Yes, income does impact the emotional response to gift shopping but it’s really not what we assume it to be. Surprisingly, it’s people in higher income groups that find buying gifts a tedious activity. “Higher income groups are less favourable towards buying gifts…the time burden is an important factor in this respect. Higher incomes substitute a shortage of time with more expensive gifts,” the research reports. Unfortunately, gifting isn’t about simply picking up the most expensive product you find on the shelf, to save time and effort. That kind of outlook towards gifting is what has tainted holidays to be immersed in excessive consumerism.
Especially in this period, we should understand what gifting truly is. It isn’t about buying your loved ones expensive things. A gift can be store-bought, handmade, or even intangible. According to the labour theory of value, the more effort that goes into something, the more its value increases. The same can be applied to gifting too. It’s more about the emotion and effort behind it.
This is probably why the older generation has been complaining about how they used to craft greeting cards and bands at home. They say millennials just buy it all and hence lack emotion. “Festivals have become more like formalities since the purchasing power of millennial is increasing and of course because they have access to technology. They just log in, scroll down, click and purchase. How do we expect to pull out some emotion of this? Sadly, everything including my favourite time of the year- friendship day has become money-oriented,” Gurnita Das, an entrepreneur was quoted by ANI. But please note that not all of us have the skill and time to make something useful or even decent. We can put the same effort in carefully selecting a thoughtful gift for friends, and that doesn’t subdue our sentiment.

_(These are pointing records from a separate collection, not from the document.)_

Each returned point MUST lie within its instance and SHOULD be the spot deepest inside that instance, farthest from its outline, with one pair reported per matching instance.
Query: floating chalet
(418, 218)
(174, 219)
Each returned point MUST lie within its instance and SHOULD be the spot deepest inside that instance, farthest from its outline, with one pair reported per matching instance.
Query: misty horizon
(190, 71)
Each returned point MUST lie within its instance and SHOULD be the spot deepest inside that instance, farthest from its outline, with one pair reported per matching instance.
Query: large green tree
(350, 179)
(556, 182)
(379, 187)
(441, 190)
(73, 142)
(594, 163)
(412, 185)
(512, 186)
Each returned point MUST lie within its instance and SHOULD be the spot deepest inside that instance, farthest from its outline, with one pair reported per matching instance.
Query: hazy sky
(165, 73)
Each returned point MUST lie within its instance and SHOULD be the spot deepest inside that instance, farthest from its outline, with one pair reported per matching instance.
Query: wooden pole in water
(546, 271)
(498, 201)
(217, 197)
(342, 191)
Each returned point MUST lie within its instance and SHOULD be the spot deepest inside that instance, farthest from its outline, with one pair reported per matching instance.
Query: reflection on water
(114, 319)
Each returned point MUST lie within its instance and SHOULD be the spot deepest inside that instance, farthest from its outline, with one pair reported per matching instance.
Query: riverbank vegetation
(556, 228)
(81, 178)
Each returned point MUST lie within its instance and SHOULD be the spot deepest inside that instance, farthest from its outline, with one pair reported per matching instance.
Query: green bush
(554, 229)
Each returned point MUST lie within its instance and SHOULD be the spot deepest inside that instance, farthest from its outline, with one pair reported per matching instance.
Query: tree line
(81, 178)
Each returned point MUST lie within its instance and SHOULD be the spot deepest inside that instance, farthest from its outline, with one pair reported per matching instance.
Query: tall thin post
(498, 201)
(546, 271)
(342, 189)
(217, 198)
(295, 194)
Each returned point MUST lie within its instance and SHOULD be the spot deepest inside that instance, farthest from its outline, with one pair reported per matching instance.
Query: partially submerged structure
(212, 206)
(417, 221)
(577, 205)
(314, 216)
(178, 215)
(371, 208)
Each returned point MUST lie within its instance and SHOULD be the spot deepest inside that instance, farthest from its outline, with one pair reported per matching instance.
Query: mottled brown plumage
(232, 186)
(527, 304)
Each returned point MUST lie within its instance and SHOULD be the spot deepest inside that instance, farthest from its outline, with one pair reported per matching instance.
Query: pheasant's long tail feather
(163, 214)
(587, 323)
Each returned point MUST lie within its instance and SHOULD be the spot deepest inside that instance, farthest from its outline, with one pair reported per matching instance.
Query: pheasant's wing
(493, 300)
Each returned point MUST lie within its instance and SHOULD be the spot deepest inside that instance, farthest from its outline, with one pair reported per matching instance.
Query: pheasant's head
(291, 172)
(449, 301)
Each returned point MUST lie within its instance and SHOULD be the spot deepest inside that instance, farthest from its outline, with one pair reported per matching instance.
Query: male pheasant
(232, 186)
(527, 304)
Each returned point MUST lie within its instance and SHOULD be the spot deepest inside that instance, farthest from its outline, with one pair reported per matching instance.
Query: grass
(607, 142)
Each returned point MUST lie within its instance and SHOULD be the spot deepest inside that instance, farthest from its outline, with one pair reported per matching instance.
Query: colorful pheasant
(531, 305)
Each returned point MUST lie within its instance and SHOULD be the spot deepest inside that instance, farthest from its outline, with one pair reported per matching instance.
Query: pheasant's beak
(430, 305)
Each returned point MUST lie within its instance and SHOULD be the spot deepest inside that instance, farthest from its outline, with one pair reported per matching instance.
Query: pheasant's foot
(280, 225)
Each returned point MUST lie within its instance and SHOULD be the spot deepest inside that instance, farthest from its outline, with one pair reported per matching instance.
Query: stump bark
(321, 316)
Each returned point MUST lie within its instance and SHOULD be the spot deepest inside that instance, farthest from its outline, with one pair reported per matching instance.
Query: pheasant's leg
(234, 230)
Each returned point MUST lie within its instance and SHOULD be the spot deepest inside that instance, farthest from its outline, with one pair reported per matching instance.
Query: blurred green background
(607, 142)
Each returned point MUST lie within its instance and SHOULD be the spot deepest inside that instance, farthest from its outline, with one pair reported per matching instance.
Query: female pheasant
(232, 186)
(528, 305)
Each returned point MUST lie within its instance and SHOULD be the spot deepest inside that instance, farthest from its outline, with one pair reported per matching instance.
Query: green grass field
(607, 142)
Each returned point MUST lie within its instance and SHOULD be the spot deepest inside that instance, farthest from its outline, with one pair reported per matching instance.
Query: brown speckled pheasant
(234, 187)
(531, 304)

My point is commercialisation isn’t forced on us and we should have full control over our indulgences. Are we placing the blame of our insecurities over consumerism? We feel a rush of dopamine when we occupy the top position as a consumer. It’s us, feeling bad about not buying lavish presents. Honestly, a person who is materialistic won’t ever get over the excess consumerism culture. And those who value emotions more, aren’t a threat to the real sentiment behind relationships.
How to celebrate friendship day in simple ways
Whether you buy a gift, don’t buy a gift or make one – that’s a choice that you need to make according to your budget, time and other factors. Let’s not become agnostic towards these special days by giving in to our insecurities around the gifting culture. Here are some ways to do it, in simple ways.
- Write your friend a letter/email
- Send words of appreciation to friends you’re thankful for
- Send an online greeting card
- Make a social media post celebrating your bond
- Connect with friends you don’t talk to regularly and let them know you are grateful for them too
- Check on the mental health of your entourage
- Send a thoughtful gift (doesn’t have to be expensive)
Let’s take this day out to spread some love because all of us could use some!